The surprising history behind the hijab
Some women say the hijab makes them feel like they’re locked in a cage. But others say it leads to personal freedom.
Sarah Hekmati first wore the hijab at age 15 growing up in Detroit, Michigan. She is the daughter of Iranian parents who left Iran in 1979 during the Islamic revolution.
Hekmati says the hijab liberated her from some teenage angst: Does my hair look good? Am I cute enough? Should I lose weight?
“It gave me a sense of identity,” she says. “I really liked the purpose behind the hijab — a woman covering herself so that a man should know her for her mind, not her body.”
That purpose can be traced back to the Quran, Islam’s holy text, which encourages women to dress modestly, says Faegheh Shirazi, author of “The Veil Unveiled.”

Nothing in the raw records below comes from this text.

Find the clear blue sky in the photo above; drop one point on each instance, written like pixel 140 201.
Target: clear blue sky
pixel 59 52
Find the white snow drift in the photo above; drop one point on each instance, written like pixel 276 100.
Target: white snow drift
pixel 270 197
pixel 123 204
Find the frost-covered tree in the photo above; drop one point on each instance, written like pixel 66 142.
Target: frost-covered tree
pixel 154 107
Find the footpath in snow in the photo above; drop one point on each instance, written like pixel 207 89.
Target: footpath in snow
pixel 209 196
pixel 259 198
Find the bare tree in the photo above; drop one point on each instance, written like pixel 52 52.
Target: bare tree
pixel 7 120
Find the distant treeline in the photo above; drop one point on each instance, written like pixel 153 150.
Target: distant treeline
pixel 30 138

Some Muslims take the Quran’s advice as a command for women to wear the hijab, while others disagree, she says.
“The Quran is very ambiguous about whether you have to wear the veil or not,” Shirazi says.

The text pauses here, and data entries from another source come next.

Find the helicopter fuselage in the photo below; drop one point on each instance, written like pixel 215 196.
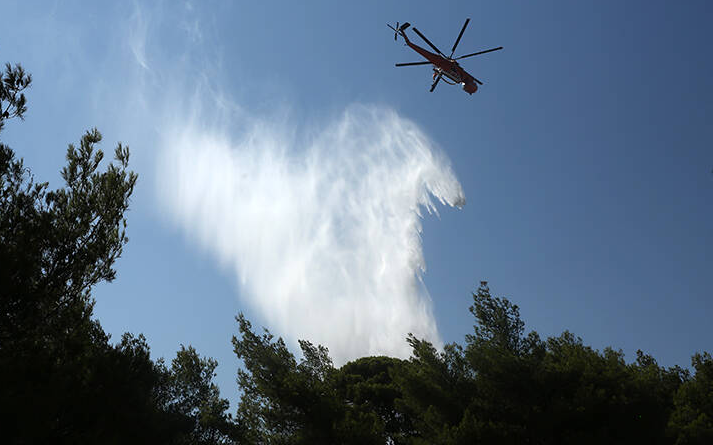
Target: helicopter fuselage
pixel 448 67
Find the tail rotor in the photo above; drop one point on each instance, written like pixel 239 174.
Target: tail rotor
pixel 398 29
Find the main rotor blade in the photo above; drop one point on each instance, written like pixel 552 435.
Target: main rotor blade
pixel 479 52
pixel 413 63
pixel 459 36
pixel 428 41
pixel 433 87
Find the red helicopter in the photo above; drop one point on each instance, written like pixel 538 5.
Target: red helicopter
pixel 442 65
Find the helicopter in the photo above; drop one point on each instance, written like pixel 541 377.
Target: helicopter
pixel 442 65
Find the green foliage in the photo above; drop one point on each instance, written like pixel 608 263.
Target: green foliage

The hijab, however, actually predates Islam, Shirazi explains. The first known reference to veiling (Shirazi uses the term hijab and veil interchangeably) was made in an Assyrian legal text in the 13th century B.C., Shirazi says.
In the Assyrian, and later, the Roman and Byzantine empires, the veil was a symbol of prestige and status, she says. By the 12th century, the veil had been imposed on women in the Muslim world to exclude them from public life, Shirazi says.
“A sign of distinction had been transformed into a sign of exclusion,” she writes in her book.
People are still debating the meaning of the hijab today.
In 2007, British Muslim groups protested when schools were given the right to ban students from wearing full-face veils. In 2008, Turkey’s top court upheld a ban on wearing Muslim headscarves at the country’s universities. That same year, a Muslim woman was briefly jailed at a suburban Atlanta, Georgia, courthouse after refusing to remove her hijab in court.